Now that we defined the metrics we will use, We implement some functions to show these metrics for our models.

`show_metrics` function gets the predictions and the actual values and if the target variable is `price` or `log_price` and if the target variable was scaled or not and it will show the metrics we defined above in a neat dataframe. So now we can use it for all of our models to see how they are performing.

In [20]:
from sklearn import metrics
import numpy as np

def calc_median_absolute_percentage_error(y_true, y_pred):
    return np.median(np.abs((y_true - y_pred) / y_true)) * 100

def calculate_metrics(y_pred, y_test):
    r2 = metrics.r2_score(y_test, y_pred)
    smse = np.sqrt(metrics.mean_squared_error(y_test, y_pred))
    mean_ae = metrics.mean_absolute_error(y_test, y_pred)
    mean_ape = metrics.mean_absolute_percentage_error(y_test, y_pred)
    median_ae = metrics.median_absolute_error(y_test, y_pred)
    median_ape = calc_median_absolute_percentage_error(y_test, y_pred)
    return [r2, smse, mean_ae, mean_ape, median_ae, median_ape]
    
def within_x_percent(y_pred, y_test, x):
    return np.sum(np.abs((y_pred - y_test)/y_test) < x) / len(y_test) * 100

def show_metrics(y_pred, y_test, target_scaler = None, logarithm = False):        
    metrics_df = pd.DataFrame(columns=['Target', 'R2', 'Root Mean Squared Error', 'Mean Absolute Error',
                                            'Mean Absolute Percentage Error', 'Median Absolute Error', 'Median Absolute Percentage Error'])
    
    metrics_df.loc[0] = ['Target as it is'] + calculate_metrics(y_pred, y_test)
    
    if target_scaler:
        y_pred = target_scaler.inverse_transform(y_pred.reshape(-1, 1)).flatten()
        y_test = target_scaler.inverse_transform(y_test.reshape(-1, 1)).flatten()
        metrics_df.loc[1] = ['Scaled Target is inversed to real value'] + calculate_metrics(y_pred, y_test)

    
    if logarithm:
        y_pred = np.power(10, y_pred)
        y_test = np.power(10, y_test)
        metrics_df.loc[2] = ['Target -> 10 ^ Target'] + calculate_metrics(y_pred, y_test)
    
    dist_df = pd.DataFrame({"within 5%": [within_x_percent(y_pred, y_test, 0.05)],
                    "within 10%": [within_x_percent(y_pred, y_test, 0.10)],
                    "within 20%": [within_x_percent(y_pred, y_test, 0.20)],
                    "within 50%": [within_x_percent(y_pred, y_test, 0.50)],
                    "median absolute percentage error": [calc_median_absolute_percentage_error(y_test, y_pred)]}, index=['Percentage'])
        
    display(metrics_df)
    display(dist_df)

For example we check the metrics for the mean model:

In [21]:
y_true = df['price']
y_pred = [df['price'].mean()]*len(df['price'])

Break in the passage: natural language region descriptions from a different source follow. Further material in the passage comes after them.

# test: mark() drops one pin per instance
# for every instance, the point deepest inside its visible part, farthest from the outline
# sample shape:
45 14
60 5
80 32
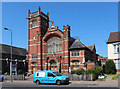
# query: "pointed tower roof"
77 44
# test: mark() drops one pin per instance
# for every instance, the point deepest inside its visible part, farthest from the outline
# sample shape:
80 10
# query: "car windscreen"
58 74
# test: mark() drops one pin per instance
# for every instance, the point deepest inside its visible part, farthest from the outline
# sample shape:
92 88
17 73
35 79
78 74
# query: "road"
28 83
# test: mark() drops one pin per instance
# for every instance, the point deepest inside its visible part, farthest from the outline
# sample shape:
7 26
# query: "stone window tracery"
34 23
54 45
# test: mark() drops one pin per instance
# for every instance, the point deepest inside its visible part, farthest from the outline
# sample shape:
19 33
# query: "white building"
114 49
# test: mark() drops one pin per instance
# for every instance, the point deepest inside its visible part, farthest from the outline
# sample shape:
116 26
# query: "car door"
50 78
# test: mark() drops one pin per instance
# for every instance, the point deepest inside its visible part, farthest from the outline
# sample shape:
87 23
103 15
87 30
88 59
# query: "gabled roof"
77 44
114 37
15 50
91 47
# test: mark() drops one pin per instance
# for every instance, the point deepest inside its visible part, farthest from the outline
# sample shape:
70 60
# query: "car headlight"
64 78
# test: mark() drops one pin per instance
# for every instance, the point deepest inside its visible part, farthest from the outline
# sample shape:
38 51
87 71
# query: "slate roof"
77 44
15 50
91 47
114 37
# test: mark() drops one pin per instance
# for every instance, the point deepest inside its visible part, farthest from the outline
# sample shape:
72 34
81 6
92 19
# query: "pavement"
29 83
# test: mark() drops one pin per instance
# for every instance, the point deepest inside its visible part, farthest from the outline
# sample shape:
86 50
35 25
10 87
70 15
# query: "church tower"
38 25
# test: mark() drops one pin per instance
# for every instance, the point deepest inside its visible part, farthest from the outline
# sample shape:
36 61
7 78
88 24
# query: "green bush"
72 71
79 71
95 72
115 77
110 67
89 71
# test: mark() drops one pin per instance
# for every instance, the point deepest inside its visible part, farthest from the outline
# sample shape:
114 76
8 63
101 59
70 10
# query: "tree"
110 67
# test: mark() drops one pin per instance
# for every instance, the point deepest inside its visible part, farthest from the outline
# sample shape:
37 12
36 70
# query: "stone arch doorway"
53 65
34 67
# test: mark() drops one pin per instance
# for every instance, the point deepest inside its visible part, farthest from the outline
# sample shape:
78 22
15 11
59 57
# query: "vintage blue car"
1 78
49 76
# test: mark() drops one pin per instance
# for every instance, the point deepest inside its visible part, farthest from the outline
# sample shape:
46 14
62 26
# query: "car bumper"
65 81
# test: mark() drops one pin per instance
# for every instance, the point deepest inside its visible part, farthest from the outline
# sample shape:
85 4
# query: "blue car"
1 78
49 76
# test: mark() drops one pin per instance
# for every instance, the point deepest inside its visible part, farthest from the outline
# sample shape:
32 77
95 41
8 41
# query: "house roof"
77 44
15 50
91 47
114 37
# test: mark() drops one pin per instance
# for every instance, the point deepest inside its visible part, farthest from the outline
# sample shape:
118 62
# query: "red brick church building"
50 48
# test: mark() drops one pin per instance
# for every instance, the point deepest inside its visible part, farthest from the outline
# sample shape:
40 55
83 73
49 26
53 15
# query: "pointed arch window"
34 23
54 44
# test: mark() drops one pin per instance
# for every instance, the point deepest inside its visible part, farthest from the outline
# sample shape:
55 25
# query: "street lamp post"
11 54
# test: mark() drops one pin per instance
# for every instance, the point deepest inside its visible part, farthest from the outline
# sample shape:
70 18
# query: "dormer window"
34 23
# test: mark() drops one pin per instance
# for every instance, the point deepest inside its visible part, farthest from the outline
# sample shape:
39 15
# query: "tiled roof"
15 50
91 47
77 44
114 37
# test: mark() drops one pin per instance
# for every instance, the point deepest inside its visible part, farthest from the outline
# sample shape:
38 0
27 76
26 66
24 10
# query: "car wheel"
58 82
37 82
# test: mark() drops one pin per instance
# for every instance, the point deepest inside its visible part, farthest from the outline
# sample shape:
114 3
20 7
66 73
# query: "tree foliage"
110 67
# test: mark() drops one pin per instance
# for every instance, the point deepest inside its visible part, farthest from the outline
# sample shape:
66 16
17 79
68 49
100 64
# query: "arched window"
75 64
54 44
34 23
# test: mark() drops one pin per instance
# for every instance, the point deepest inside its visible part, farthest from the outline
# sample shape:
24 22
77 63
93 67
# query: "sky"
92 22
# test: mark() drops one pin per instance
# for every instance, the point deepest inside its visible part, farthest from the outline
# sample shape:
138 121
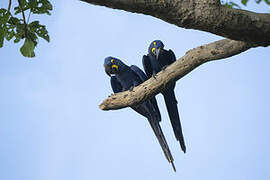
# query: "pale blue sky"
52 129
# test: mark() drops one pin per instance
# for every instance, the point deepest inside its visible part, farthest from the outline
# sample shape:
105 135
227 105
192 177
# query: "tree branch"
192 59
207 16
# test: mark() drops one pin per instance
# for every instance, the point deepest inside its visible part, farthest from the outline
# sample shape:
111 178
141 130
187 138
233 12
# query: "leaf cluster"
12 27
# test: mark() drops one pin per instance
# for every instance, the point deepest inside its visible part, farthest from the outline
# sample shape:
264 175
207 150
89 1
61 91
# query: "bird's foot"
164 67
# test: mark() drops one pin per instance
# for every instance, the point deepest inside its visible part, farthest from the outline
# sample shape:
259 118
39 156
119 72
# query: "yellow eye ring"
115 66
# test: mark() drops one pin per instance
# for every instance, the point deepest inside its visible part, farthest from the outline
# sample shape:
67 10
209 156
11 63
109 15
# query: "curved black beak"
158 52
108 70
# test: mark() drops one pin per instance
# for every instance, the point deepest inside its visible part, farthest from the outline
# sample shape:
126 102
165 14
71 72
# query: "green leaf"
14 21
40 6
244 2
25 7
4 16
28 47
10 34
40 30
2 35
17 39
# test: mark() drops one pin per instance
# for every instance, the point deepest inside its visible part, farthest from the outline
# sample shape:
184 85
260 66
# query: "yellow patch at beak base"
115 66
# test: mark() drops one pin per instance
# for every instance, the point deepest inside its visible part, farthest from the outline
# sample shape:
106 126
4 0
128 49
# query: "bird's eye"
153 50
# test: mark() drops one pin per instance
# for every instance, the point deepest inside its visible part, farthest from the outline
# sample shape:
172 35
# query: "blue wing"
116 85
147 66
172 56
153 100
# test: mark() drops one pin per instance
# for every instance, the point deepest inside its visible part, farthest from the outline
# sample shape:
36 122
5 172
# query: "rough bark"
192 59
205 15
246 29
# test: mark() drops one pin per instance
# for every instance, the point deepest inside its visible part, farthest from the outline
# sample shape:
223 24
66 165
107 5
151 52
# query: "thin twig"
29 16
24 21
9 5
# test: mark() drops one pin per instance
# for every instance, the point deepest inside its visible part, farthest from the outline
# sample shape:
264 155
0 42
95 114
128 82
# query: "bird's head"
112 65
155 48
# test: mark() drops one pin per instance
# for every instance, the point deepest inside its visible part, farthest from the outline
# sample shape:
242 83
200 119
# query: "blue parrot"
126 78
156 60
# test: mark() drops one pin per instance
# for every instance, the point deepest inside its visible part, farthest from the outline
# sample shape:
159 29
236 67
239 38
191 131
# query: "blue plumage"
124 78
157 59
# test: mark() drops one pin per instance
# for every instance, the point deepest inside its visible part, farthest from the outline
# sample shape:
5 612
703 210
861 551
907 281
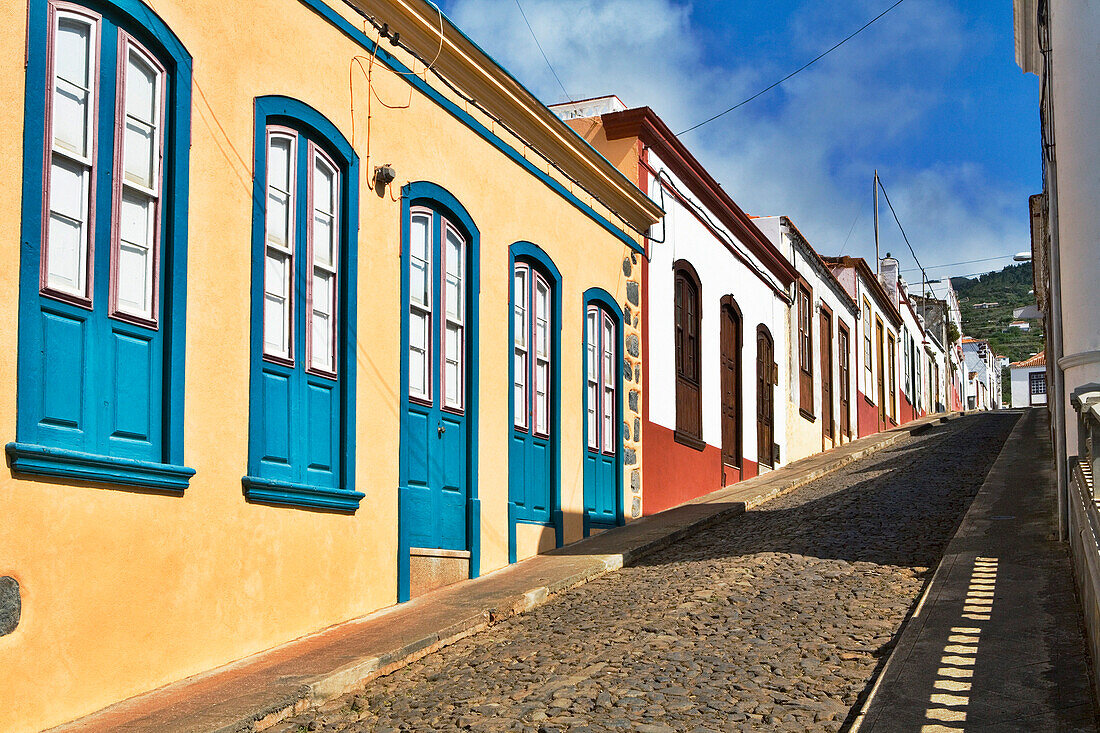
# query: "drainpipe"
1056 335
1059 378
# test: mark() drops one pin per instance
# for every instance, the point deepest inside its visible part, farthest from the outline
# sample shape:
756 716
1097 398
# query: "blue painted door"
602 418
435 440
531 481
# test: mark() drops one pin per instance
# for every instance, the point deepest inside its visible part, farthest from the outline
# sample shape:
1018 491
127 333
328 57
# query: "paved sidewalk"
261 690
997 641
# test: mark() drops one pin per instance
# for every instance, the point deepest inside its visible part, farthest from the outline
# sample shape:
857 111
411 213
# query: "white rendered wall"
721 274
1075 26
869 379
1021 385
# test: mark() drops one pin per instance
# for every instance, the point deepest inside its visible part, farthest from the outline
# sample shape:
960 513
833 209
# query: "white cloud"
807 150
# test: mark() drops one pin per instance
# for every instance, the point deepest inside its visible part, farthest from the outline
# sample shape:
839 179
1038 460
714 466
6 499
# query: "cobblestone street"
774 620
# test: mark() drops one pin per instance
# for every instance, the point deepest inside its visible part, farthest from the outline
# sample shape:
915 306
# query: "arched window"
729 354
766 396
105 222
301 395
603 394
686 317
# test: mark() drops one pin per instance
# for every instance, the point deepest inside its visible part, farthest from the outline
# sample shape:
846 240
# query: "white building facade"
821 369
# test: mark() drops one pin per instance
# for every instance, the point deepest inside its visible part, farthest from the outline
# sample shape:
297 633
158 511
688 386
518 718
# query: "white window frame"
288 250
868 349
425 308
608 387
83 294
520 350
540 408
145 316
593 356
317 156
455 321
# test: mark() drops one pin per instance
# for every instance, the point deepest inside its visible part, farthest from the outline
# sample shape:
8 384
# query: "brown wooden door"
730 387
766 397
826 375
845 380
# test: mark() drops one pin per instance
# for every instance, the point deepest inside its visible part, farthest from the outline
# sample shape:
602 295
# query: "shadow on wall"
870 521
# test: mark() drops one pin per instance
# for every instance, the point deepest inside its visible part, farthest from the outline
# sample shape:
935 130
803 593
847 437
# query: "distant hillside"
1009 288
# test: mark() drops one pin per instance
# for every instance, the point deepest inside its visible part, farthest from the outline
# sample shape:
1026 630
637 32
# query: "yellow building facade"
447 303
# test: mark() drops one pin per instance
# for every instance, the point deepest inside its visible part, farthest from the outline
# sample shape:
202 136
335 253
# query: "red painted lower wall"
677 473
867 416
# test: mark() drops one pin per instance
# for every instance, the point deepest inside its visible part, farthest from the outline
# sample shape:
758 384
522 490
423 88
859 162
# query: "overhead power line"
549 65
953 264
798 70
911 250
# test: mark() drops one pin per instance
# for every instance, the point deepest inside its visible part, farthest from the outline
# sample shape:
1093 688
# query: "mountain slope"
1009 288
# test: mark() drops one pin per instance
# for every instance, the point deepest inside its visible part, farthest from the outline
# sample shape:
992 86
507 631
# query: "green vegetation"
1009 288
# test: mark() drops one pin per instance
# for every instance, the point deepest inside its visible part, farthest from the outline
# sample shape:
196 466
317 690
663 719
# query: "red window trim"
125 41
95 56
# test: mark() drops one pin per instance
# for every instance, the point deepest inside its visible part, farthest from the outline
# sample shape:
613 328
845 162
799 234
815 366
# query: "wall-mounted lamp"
384 175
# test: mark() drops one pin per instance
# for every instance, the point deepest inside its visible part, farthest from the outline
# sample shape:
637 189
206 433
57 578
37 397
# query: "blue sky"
930 95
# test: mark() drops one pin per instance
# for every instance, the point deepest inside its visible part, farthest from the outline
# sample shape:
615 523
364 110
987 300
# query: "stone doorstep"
167 708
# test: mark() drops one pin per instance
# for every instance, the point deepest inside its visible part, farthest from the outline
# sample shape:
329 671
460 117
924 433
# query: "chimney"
888 274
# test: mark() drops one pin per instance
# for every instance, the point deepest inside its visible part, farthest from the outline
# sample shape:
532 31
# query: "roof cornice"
886 303
470 68
644 123
818 265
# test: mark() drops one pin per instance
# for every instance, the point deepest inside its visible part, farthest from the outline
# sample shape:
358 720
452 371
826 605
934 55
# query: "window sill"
688 439
31 459
284 493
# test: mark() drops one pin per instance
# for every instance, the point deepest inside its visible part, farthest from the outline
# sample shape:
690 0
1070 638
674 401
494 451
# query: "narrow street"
777 619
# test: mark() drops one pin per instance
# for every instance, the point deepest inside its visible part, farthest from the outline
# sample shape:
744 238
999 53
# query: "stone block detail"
11 605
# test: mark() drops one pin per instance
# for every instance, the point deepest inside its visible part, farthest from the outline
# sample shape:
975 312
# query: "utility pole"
878 261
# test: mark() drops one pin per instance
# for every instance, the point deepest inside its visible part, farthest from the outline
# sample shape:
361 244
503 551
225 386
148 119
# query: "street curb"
942 567
314 691
356 676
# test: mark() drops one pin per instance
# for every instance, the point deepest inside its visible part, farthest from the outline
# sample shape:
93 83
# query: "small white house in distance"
1029 381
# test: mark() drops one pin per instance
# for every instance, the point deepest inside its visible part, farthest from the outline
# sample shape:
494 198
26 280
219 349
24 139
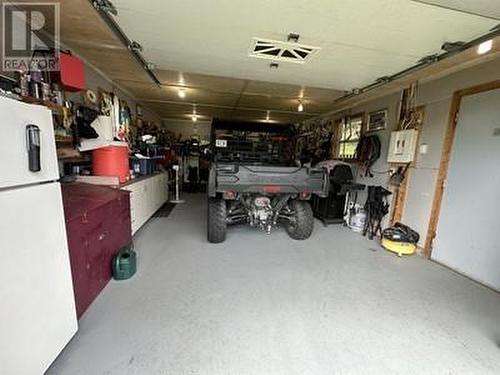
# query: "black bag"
84 117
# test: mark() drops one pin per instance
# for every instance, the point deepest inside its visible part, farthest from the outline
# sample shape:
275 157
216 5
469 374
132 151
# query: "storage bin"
143 166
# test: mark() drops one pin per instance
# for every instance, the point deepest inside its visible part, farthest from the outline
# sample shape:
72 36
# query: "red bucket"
111 161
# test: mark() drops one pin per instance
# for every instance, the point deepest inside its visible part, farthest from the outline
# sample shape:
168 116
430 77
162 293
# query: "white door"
37 308
14 166
469 225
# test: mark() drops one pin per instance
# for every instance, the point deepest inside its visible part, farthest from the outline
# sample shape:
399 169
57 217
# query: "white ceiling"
360 40
487 8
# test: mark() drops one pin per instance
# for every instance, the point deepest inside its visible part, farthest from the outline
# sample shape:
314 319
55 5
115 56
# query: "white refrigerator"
37 308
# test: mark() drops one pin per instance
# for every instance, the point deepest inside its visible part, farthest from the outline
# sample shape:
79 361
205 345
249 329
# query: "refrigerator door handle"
33 147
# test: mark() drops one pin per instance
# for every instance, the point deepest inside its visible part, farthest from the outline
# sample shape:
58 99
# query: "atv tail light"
272 189
229 195
305 195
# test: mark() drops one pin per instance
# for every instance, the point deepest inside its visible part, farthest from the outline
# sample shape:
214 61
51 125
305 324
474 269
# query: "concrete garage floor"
257 304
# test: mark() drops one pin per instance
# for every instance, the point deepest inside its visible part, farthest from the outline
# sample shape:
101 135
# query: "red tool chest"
97 225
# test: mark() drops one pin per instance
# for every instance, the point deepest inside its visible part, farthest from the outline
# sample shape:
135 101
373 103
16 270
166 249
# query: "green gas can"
124 264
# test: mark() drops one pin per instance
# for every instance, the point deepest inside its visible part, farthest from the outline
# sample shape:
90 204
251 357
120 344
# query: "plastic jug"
124 264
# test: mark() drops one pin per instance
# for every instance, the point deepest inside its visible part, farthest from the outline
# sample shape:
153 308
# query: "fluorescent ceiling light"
485 47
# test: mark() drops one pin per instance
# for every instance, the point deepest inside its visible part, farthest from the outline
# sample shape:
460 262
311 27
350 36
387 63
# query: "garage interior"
113 163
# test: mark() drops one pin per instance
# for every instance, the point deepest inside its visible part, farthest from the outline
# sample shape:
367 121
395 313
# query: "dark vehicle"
254 179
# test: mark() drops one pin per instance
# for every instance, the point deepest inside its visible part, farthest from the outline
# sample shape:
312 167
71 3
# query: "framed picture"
138 110
377 120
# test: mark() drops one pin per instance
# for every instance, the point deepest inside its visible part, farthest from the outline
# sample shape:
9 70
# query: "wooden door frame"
446 157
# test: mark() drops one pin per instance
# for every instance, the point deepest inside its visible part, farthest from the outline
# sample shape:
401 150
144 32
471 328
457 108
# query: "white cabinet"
147 195
402 146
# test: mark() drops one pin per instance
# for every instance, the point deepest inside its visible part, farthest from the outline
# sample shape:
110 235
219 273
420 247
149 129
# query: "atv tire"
302 226
216 221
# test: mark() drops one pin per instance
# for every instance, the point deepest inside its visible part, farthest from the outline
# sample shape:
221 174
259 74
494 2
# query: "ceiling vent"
282 51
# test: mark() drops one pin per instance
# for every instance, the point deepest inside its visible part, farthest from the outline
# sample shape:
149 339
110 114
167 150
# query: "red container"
111 161
72 72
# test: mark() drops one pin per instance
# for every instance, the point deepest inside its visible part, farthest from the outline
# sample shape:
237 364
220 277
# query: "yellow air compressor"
400 239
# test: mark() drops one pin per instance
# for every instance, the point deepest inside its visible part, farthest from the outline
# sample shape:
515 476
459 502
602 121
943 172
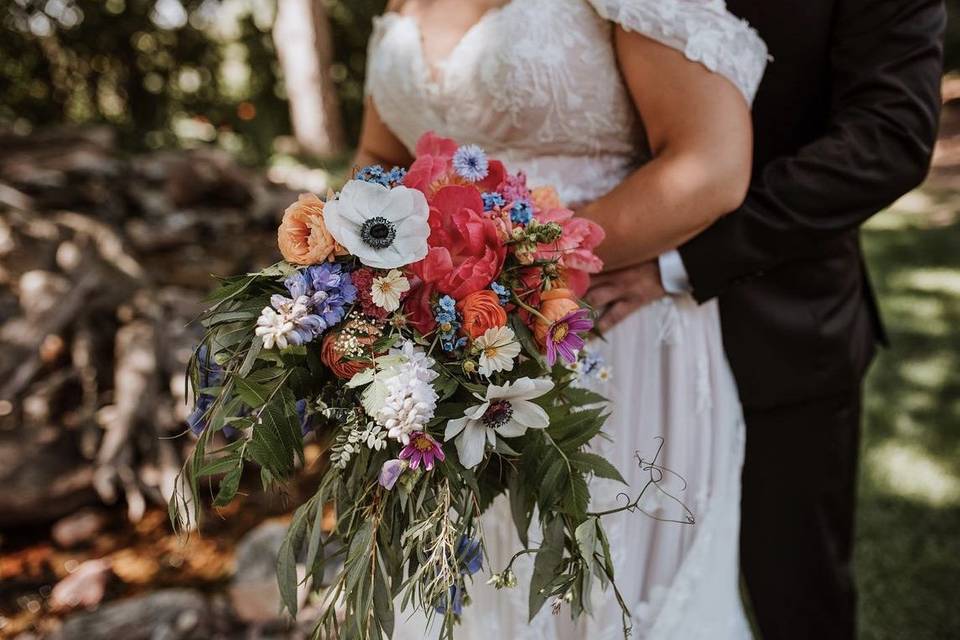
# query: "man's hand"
617 294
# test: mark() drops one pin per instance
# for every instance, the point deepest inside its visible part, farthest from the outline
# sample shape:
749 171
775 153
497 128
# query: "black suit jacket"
845 122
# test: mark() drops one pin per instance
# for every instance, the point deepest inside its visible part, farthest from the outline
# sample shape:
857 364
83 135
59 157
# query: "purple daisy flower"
563 336
390 472
422 449
470 163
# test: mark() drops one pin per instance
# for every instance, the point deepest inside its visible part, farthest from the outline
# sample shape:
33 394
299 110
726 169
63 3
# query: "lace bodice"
536 83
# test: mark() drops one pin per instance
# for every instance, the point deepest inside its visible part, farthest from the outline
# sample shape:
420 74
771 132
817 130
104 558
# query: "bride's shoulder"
704 30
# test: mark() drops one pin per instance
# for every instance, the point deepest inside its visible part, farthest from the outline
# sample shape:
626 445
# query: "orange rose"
353 341
554 304
481 310
546 199
303 236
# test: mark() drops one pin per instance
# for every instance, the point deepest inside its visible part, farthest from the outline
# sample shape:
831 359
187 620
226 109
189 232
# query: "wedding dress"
536 84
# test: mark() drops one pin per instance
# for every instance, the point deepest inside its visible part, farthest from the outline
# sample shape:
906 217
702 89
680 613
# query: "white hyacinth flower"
388 289
410 400
506 410
498 349
384 227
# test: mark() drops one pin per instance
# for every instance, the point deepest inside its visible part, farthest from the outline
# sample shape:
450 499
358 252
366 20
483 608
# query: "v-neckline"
435 71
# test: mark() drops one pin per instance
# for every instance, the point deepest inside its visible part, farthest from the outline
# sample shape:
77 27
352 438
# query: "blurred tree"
301 34
160 71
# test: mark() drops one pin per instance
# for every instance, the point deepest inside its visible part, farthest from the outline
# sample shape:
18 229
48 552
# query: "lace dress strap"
704 30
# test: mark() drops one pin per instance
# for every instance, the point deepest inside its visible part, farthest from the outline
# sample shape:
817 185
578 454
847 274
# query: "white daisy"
387 290
506 410
385 228
498 348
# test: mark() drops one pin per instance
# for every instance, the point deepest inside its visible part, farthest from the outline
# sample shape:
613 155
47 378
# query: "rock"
173 614
84 588
253 590
78 528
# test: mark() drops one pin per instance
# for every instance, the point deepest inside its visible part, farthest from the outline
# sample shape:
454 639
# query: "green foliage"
406 542
120 62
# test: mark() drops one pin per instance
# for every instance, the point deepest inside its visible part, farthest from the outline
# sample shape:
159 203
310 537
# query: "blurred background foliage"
177 72
193 73
167 73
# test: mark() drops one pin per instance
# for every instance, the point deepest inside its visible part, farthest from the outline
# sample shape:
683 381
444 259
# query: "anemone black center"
378 232
498 414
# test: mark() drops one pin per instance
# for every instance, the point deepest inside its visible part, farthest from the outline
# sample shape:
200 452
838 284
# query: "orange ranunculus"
481 310
353 341
303 236
545 199
554 304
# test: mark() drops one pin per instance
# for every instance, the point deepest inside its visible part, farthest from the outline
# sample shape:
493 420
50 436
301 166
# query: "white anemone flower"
385 228
388 289
498 348
506 410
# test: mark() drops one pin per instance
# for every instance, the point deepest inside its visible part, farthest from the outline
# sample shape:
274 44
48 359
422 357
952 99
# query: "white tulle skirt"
671 381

show_metrics(y_pred, y_true)

Unnamed: 0,Target,R2,Root Mean Squared Error,Mean Absolute Error,Mean Absolute Percentage Error,Median Absolute Error,Median Absolute Percentage Error
0,Target as it is,0.0,1418976.0,777313.945594,0.731953,591309.636114,53.955122


Unnamed: 0,within 5%,within 10%,within 20%,within 50%,median absolute percentage error
Percentage,5.00528,10.200634,20.95037,46.504752,53.955122


In [22]:
y_true = df['log_price']
y_pred = [df['log_price'].mean()]*len(df['log_price'])

show_metrics(y_pred, y_true, logarithm=True)

Unnamed: 0,Target,R2,Root Mean Squared Error,Mean Absolute Error,Mean Absolute Percentage Error,Median Absolute Error,Median Absolute Percentage Error
0,Target as it is,0.0,0.2736612,0.211149,0.034711,0.171059,2.836147
2,Target -> 10 ^ Target,-0.043476,1449493.0,698940.744615,0.524995,392820.83669,39.847522


Unnamed: 0,within 5%,within 10%,within 20%,within 50%,median absolute percentage error
Percentage,5.871172,11.784583,24.920803,60.443506,39.847522


The interesting thing is when we use `log_price` and use the mean model we get MAPE for price than when we use the actual price as the target variable. This shows that the feature engineering we did on the target variable can be helpful.